The Hais also chose to incorporate the Persian knife dance, an element of the cake-cutting ceremony in which the mother of the bride will take the knife and start dancing with it in classical Persian style. It’s then the job of the groom to get the knife back from his new mother-in-law. She passes the knife to other women in the wedding party and other guests while the groom dances with each person.

“It’s different for every situation,” Eamon says. “If someone has a lot of knowledge and passion about their own traditions and wants to incorporate as many of those things as they can, both partners need to have an open conversation about it.”

In discussions about what they would want from their day, Reena and Martin Tam wanted each of their parents to feel connected to their own cultures—Indian and Chinese, respectively—during the wedding.

“We wanted to symbolize that we are in this marriage to respect each other’s cultures and traditions and to show they are active in our lives,” Reena says. “Our families got together and talked about what they wanted to have during the wedding, and it was really nice to have that close communication.”

The two were married at the Greater Columbus Convention Center on Sept. 3, 2017, and had a traditional Hindu wedding ceremony along with a Chinese tea ceremony, during which the groom serves tea to the bride’s parents as a sign of respect.

The night before the wedding, they held a garba ceremony that celebrates the Hindu goddess Durga. Reena describes it as a time for celebration when both sides of the family come together for the first time to dance and eat.

Another meaningful moment for Reena was two days before the wedding; this is when, in Hindu culture, the bride and groom’s families put yellow turmeric paste on the couple’s faces in a pre-wedding ritual called a haldi ceremony. Typically, families perform the haldi in their respective homes.

“But since Martin’s family doesn’t do that we had both sides of the family come over to my house, and they were able to put the yellow paste on me and afterwards had his family and friends and some of my family put the yellow paste on him,” she says. “Because his family doesn’t do that traditionally, it was a nice way to incorporate everyone together.”

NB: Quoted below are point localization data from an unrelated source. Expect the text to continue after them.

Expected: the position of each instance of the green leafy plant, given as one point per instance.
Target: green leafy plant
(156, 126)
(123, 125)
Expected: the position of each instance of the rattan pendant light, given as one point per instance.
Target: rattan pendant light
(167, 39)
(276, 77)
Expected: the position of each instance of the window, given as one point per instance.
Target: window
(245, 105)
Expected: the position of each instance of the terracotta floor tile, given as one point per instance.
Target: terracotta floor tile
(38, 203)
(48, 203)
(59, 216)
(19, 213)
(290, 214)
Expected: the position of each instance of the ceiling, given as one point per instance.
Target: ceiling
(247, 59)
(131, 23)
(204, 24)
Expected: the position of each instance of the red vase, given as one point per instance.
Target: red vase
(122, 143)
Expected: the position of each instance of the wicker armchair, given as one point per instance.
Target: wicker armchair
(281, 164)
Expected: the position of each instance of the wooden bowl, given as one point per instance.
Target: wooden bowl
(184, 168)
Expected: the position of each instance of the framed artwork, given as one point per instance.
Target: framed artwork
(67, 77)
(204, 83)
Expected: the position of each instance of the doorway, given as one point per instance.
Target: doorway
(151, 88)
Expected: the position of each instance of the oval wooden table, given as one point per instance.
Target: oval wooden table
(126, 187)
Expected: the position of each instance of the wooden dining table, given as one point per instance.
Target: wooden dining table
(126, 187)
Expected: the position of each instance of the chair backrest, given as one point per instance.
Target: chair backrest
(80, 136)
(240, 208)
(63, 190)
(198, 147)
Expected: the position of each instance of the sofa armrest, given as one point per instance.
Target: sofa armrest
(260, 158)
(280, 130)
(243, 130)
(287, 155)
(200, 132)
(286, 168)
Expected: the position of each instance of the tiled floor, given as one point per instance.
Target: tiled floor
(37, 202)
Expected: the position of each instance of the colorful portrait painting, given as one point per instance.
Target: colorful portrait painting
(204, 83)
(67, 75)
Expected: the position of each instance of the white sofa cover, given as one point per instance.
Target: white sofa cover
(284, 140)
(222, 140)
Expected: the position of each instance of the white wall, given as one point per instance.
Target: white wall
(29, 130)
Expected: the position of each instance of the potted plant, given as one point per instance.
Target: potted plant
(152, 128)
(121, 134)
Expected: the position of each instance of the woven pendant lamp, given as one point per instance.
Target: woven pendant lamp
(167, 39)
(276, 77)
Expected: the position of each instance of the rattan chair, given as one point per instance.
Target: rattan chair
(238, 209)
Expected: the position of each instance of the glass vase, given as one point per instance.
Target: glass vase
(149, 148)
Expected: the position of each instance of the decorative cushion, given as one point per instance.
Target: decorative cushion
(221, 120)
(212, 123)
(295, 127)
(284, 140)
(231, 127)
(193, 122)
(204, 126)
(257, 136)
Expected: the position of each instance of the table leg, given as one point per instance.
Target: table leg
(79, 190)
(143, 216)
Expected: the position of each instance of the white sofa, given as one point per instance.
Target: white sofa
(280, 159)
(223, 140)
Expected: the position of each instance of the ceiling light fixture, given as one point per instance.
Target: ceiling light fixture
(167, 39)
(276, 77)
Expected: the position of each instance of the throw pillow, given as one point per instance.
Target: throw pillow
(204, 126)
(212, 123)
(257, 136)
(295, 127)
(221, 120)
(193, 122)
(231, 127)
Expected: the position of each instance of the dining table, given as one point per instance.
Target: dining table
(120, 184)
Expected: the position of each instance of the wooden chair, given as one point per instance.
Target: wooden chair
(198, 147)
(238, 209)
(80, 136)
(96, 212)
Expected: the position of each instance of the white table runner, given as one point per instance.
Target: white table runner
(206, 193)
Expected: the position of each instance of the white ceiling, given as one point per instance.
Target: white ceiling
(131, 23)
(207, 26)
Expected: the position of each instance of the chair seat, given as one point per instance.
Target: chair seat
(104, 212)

Reena notes that because her and Martin’s marriage was interracial, it was important to them that they find a balance and respect for the cultures of both families.

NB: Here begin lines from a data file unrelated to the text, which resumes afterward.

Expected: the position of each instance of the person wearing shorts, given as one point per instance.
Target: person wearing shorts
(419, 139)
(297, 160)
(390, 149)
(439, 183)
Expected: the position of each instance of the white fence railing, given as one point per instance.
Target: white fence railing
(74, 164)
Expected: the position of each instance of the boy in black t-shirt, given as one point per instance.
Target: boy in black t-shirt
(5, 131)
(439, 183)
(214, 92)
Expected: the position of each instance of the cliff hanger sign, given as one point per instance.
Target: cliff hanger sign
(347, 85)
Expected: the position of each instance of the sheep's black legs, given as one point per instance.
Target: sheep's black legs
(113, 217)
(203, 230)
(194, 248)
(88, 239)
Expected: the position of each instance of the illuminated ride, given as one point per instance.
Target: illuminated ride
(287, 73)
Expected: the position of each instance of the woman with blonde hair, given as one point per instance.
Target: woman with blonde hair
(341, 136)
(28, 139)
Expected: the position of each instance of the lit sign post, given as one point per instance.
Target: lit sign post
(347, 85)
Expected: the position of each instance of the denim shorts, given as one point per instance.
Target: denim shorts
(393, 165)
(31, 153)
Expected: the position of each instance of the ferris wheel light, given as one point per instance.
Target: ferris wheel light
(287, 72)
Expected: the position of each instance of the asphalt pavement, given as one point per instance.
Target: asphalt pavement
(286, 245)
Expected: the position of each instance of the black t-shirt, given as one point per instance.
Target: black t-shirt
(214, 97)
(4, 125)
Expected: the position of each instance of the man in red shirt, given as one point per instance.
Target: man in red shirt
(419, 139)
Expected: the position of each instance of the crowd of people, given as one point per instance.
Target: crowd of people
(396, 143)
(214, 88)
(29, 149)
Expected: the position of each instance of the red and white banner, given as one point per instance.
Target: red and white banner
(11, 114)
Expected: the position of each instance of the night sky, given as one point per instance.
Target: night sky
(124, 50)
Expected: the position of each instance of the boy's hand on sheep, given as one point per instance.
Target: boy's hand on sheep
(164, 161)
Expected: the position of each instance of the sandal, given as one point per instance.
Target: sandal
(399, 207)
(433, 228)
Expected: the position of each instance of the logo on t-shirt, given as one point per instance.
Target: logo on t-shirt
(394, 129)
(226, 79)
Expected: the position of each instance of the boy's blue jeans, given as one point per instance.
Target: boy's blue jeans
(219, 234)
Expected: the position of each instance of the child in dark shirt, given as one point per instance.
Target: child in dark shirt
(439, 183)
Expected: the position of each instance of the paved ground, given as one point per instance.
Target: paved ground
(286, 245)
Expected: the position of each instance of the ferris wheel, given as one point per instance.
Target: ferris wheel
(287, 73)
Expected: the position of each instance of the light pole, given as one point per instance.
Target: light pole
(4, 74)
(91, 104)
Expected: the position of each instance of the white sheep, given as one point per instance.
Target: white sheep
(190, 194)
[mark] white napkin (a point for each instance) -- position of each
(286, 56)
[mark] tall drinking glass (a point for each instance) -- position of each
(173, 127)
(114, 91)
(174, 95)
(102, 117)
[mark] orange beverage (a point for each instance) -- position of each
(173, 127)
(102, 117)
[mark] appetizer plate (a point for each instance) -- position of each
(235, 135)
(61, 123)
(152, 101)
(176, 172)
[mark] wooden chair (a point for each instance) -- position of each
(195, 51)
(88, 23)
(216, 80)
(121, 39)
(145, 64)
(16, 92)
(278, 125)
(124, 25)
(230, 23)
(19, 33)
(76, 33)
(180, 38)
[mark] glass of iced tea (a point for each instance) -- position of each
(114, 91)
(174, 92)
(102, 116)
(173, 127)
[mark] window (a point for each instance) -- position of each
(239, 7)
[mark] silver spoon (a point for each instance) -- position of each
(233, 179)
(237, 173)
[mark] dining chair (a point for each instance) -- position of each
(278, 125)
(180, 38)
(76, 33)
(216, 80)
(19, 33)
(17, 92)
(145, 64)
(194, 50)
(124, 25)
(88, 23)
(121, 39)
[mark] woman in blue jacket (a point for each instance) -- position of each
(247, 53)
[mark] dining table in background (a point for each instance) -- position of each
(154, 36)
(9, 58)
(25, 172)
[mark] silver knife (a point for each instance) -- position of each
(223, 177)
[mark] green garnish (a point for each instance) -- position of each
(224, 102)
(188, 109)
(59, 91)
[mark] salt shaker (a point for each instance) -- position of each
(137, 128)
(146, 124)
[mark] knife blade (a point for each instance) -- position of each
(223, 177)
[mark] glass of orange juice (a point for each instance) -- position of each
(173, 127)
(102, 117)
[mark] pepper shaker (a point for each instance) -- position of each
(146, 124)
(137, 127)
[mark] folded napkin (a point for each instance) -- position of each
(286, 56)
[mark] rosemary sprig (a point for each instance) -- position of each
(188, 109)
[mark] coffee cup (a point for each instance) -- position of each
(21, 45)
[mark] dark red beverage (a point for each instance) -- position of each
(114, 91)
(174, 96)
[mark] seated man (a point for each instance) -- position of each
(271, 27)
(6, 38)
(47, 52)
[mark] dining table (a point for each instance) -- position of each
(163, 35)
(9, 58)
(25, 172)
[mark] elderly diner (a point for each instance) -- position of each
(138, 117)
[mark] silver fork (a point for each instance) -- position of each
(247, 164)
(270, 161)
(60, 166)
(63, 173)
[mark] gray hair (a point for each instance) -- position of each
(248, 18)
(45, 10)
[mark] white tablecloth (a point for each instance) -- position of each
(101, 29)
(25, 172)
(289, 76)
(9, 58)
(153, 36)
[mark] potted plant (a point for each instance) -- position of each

“You, as a couple, should decide what you want and what you see as important and see in your similarities and differences,” Reena says. “It depends on how your parents are—if they feel strongly about continuing traditions—and how you fit that into your wedding. But ultimately, figure out what your priorities are and what your parents’ priorities are, and find a common balance and respect for what you want that day.”